By Louis Charbonneau
UNITED NATIONS (Reuters) - North Korea on Tuesday offered U.N. delegations its own lengthy report on Pyongyang's human rights record and repeated its dismissal of a United Nations investigation report released earlier this year as "wild rumours" peddled by "hostile forces."
The 372-page U.N. Commission of Inquiry report detailed wide-ranging abuses in North Korea, including the use of prison camps, systematic torture, starvation and killings comparable to Nazi-era atrocities.
North Korea's delegation organised a rare open meeting at U.N. headquarters in New York, inviting national delegates and reporters to attend.

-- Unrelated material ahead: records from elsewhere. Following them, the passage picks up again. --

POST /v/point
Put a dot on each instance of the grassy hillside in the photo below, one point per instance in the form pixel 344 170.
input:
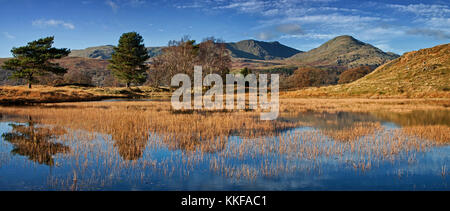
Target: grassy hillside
pixel 343 51
pixel 247 49
pixel 423 73
pixel 105 52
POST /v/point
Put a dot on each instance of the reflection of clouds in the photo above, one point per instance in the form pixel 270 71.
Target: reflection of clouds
pixel 34 142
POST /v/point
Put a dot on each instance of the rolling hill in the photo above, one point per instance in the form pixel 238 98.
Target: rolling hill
pixel 92 71
pixel 246 49
pixel 105 52
pixel 253 49
pixel 343 51
pixel 422 73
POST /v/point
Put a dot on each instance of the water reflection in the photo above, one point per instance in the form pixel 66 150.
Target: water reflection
pixel 35 143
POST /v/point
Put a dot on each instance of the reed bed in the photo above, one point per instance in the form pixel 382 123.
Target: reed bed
pixel 109 143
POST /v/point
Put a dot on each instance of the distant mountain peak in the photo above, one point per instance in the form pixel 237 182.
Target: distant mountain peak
pixel 248 49
pixel 346 51
pixel 254 49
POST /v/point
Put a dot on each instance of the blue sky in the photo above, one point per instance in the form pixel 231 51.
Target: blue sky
pixel 397 26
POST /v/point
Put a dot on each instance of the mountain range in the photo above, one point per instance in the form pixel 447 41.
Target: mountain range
pixel 248 49
pixel 343 51
pixel 105 52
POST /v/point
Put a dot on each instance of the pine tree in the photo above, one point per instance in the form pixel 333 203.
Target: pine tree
pixel 35 59
pixel 128 59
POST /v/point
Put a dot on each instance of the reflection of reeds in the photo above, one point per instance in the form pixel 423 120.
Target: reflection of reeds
pixel 355 132
pixel 195 140
pixel 437 133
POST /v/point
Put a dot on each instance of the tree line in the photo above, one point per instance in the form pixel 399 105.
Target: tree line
pixel 129 62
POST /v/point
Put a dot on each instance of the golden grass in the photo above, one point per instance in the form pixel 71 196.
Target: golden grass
pixel 265 148
pixel 16 95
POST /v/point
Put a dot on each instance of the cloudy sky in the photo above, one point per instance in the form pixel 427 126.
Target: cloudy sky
pixel 397 26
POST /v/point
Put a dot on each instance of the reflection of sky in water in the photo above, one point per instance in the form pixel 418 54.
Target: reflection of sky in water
pixel 424 173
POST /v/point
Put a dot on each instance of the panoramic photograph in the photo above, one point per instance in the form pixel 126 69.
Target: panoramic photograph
pixel 216 95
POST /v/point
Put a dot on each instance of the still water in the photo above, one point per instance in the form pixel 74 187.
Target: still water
pixel 332 151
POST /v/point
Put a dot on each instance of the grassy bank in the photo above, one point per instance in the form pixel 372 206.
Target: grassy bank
pixel 21 95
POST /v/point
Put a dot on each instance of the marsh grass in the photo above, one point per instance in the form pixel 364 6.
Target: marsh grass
pixel 109 142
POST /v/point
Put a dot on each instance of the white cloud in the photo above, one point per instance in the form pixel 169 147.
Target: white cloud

The meeting in a U.N. conference room was packed with diplomats and journalists.
North Korean diplomat Choe Myong Nam, who represents the North Korean Association for Human Rights Studies, explained to the meeting that while there may be an occasional hiccup in his country's human rights record, Pyongyang is on the right path.
"As we are a transition society, as we move forward, there might be some problems, for example in the economic and other areas, we may need to establish more houses and social facilities in order to provide people with better living conditions," Choe said.
"That's why in our constitution there is a provision that stipulates that after society develops, the enjoyment by the people of the human rights and fundamental freedoms will extend further," he added.
Choe said economic problems were also the fault of "external forces," an apparent reference to international sanctions against North Korea over its multiple nuclear weapons tests and ballistic missile launches.
A summary of the North Korean response to the U.N. report said "the hostile forces are persistently peddling the 'human rights issue' in the DPRK (North Korea) in a bid to tarnish its image and bring down the social system and ideology chosen by the Korean people.
"Wild rumours and fictions about the DPRK are afloat in the international community due to the hostile forces' despicable human rights racket to slander and hurt the DPRK," it added.
Choe also reiterated Pyongyang's previous statements that there are no prison camps in North Korea.
"We have time and again in the past stated about these so-called prison camps ...that there is no prison camps in the DPRK," he said. "In practice there's no things like that."
Choe acknowledged that North Korea does have "detention centres, where people improve their mentality and look back on their wrongdoings and they're reformed through labour."
He also complained about plans for a new U.N. General Assembly resolution criticizing North Korea's human rights record this year, an annual ritual also faced by Iran, Myanmar and Syria.
This year's resolution on North Korea, diplomats say, is expected to reflect the findings in the U.N. inquiry report.
The draft resolution, which Choe said is traditionally drafted by the European Union and Japan, will be discussed by the General Assembly's Third Committee, which focuses on human rights, in the coming weeks.